10月28日の記者会見で田村智子委員長は、赤旗が大きく焦点をクローズアップしたのに、組織的な問題があったかのような事を述べていた。組織的な力量の低下はあるのだろうが、それだけだろうか。多面的な総括が必要だろう。
なお私は長年日本共産党とは距離をとってきたし、批判的な人生を歩んできた。沖縄と係わりだして、共産党を無視できないと考えているが、組織に縛られたくないのだ。そんな私だが、気づいたことを記させていただく。
①共産党は街宣で「自由と平等」の横断幕を掲げていた(神奈川県横浜市と東京都新宿区で見た)。私もそうだろうと思う。しかし「自由と平等」が一般の有権者に届いていないのではないか。素通りされてしまう。もしも個々人が自由と平等を大切だと思っていれば、安倍政権が誕生することはなかっただろう。新自由主義に流れたり、ナショナリズムに流されてきたのだ。不安定雇用が増え、中小企業が系列化され切り捨てられていくと、人は自分に自信を持てなくなる。そこがナショナリズムに煽られる原因だろう。

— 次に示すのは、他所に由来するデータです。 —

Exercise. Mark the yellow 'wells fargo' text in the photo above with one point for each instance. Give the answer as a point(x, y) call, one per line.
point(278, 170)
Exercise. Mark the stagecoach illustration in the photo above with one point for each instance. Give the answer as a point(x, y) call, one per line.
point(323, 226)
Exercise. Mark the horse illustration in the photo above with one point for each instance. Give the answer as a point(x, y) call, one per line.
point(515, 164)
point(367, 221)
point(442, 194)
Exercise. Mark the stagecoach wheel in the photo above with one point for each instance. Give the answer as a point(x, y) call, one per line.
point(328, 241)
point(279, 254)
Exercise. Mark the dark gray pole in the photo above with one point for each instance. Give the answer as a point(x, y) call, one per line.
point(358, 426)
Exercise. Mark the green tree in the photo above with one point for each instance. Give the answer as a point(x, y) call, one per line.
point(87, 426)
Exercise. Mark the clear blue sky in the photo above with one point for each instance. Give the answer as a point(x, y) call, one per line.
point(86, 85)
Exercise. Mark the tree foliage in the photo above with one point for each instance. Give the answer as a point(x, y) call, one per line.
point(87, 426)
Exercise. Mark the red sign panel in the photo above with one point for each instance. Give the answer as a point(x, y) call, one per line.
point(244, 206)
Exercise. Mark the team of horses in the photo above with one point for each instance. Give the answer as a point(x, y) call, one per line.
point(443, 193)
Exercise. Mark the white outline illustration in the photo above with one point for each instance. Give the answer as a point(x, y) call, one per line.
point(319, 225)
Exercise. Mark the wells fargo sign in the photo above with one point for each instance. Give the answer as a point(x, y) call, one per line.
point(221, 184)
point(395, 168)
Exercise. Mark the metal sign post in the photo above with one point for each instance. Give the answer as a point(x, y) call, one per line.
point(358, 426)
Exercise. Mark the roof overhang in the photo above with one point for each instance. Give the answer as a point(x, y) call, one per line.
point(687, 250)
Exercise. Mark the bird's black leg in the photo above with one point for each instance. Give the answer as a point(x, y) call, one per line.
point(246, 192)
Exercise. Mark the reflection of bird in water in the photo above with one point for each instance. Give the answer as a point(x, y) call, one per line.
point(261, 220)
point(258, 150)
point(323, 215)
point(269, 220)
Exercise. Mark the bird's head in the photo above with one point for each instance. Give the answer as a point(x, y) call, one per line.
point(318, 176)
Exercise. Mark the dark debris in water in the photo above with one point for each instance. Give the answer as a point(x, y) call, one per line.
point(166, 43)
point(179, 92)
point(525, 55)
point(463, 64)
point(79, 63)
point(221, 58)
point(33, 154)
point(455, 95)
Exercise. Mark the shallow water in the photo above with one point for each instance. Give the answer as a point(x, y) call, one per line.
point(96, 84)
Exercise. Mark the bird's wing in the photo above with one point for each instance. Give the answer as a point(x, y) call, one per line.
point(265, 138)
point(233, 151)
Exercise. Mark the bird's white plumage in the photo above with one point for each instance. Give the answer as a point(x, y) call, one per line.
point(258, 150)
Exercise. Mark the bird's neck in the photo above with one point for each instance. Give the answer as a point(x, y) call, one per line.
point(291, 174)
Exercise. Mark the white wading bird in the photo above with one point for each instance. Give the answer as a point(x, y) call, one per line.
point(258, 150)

「自由と平等」が形而上学的なスローガンになっているのではないか。そこを一人一人が取り戻さない限り、言葉は浮いてしまう。このギャップに肉薄できる政治が求められている。
②個々人の立ち位置と組織の立ち位置
私などは、組織を好まず、だからダメなところがある。一方、日本共産党は、組織的な決定とそこに動かされる党員がいる。組織と諸個人の溝を洞察し、カバーしていかないかぎり自分事にならないのではないか。問題は正しい方針があれば、解決するわけではないだろう。個々人の自発性と共鳴し合ってこそ、動き出す、力になることがある。
これ以上言うとお叱りを受けるかも知れない。共産党は、党組織の改革を経て、開明的になってきたと、私は考えているが、まだ足りていないのだろう。党内外からの批判を如何に受け止め、前に進めるのか?
私は「批判のための批判」を言いたいのではない。議論できる場を広げていきたいと考えている。